Pour cette raison, on peut dire que le capitalisme a atteint son expression la plus parfaite dans la montée en puissance de la société commerciale à responsabilité limitée, institution qui permet de jouer un jeu de totale abstraction, et peu importe si les entreprises dans lesquelles on a investi finissent par réussir ou faire faillite. (On tire des profits autant de la destruction des moyens de subsistance que de leur création.) Une telle société est une entité extrêmement insidieuse : devant la loi, elle jouit du statut de personne morale – privilège juridique qui n'était auparavant accordé qu'aux associations « corporatives », reconnues comme fournisseurs de biens publics, comme universités ou monastères – mais juridiquement, elle est tenue de se comporter comme la personne la plus ignoble que l'on puisse imaginer.
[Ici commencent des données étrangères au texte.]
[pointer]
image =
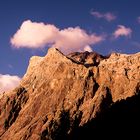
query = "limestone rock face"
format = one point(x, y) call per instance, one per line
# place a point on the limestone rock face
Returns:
point(61, 96)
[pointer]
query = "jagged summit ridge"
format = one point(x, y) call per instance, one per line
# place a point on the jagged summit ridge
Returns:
point(59, 95)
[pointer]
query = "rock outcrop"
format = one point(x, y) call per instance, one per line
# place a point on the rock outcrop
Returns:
point(79, 96)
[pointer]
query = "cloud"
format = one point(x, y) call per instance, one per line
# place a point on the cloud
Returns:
point(138, 19)
point(122, 31)
point(38, 35)
point(88, 48)
point(8, 82)
point(107, 16)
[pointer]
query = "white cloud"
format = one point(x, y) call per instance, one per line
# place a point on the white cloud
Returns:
point(138, 19)
point(88, 48)
point(8, 82)
point(122, 31)
point(107, 16)
point(37, 35)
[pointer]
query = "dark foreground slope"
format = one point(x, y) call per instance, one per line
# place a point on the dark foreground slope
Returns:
point(74, 97)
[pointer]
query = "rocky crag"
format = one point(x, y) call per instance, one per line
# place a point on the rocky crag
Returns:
point(78, 96)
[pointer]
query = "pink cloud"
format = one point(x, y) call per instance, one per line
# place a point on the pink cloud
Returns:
point(122, 31)
point(8, 82)
point(107, 16)
point(37, 35)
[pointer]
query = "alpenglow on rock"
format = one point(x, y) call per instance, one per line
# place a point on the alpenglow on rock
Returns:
point(78, 96)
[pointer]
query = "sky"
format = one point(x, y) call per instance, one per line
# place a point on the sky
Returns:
point(30, 27)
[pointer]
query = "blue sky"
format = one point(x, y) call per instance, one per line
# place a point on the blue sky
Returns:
point(89, 16)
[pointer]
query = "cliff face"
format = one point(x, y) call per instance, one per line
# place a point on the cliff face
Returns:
point(72, 97)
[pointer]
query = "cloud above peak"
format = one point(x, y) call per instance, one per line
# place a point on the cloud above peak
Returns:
point(38, 35)
point(8, 82)
point(122, 31)
point(107, 16)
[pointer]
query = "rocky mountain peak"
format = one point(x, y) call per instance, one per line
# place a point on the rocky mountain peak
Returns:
point(72, 97)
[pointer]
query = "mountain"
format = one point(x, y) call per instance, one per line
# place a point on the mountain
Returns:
point(78, 96)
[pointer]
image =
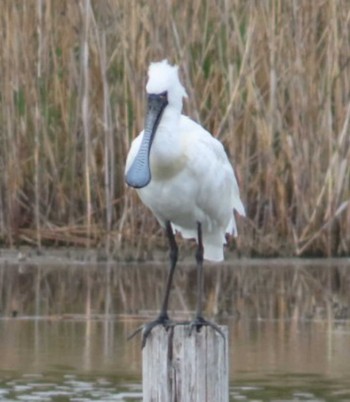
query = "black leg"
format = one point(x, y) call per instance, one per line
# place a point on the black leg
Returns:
point(163, 318)
point(199, 259)
point(199, 321)
point(173, 260)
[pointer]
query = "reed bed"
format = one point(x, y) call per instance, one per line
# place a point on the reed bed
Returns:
point(271, 79)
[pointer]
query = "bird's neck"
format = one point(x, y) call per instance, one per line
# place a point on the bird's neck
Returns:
point(167, 148)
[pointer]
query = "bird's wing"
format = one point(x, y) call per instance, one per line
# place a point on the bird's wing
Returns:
point(218, 191)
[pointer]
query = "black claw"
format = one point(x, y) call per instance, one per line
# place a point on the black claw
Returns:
point(147, 328)
point(199, 322)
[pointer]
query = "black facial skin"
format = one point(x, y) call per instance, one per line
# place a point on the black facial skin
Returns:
point(139, 173)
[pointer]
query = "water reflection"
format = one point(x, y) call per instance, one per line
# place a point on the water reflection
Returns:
point(289, 340)
point(252, 289)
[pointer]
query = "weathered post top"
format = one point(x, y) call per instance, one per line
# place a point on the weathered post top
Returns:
point(180, 367)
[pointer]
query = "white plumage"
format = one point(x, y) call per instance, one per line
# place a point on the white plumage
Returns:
point(191, 179)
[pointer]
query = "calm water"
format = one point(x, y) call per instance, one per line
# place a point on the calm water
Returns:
point(85, 356)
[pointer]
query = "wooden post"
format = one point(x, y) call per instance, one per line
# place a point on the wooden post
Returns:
point(177, 367)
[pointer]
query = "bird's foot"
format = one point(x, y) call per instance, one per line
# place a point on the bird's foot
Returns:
point(199, 322)
point(146, 329)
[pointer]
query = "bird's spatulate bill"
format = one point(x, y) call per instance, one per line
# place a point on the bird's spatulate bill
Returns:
point(139, 174)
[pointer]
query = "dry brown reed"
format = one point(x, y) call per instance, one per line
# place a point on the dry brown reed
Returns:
point(271, 79)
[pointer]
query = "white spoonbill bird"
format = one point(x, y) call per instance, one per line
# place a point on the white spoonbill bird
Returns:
point(182, 174)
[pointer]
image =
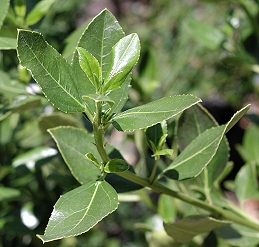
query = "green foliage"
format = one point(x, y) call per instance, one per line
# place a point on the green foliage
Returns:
point(183, 151)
Presque partout dans le monde capitaliste (en Amérique, par exemple, depuis la décision en 1919 de l'affaire Dodge vs. Ford), une société de ce genre est tenue de ne chercher qu'à obtenir le maximum de gains pour ses actionnaires ; il est interdit de tolérer toute autre considération, comme de définir des bénéfices décents ou indécents, le bien-être des ouvriers, l'éventualité de dons à des œuvres de bienfaisance ou autres, car cela risquerait de lui faire perdre des profits – bref, de la ralentir dans sa course vers le seul but qu'elle est censée poursuivre.
La société est donc moralement tenue à l'amoralité. Et tout ce système, évidemment, non seulement permet, mais dépend formellement, d'immenses concentrations de capitaux privés et d'un pouvoir discrétionnaire quant à leur utilisation – en s’affranchissant des règlements dans toute la mesure du possible. Elle permet également l'exploitation des ressources matérielles et humaines à une échelle sans précédent. Et, inévitablement, elle s'inscrit dans une culture de consommation, parce qu'elle doit cultiver une habitude sociale de consommation démesurée, qui dépasse les simples besoins naturels ou même (sans doute) les désirs naturels. Il ne suffit pas de satisfaire les désirs naturels ; une culture capitaliste doit sans cesse chercher à fabriquer de nouveaux désirs, par des appels à ce que Jean appelle « la luxure des yeux ».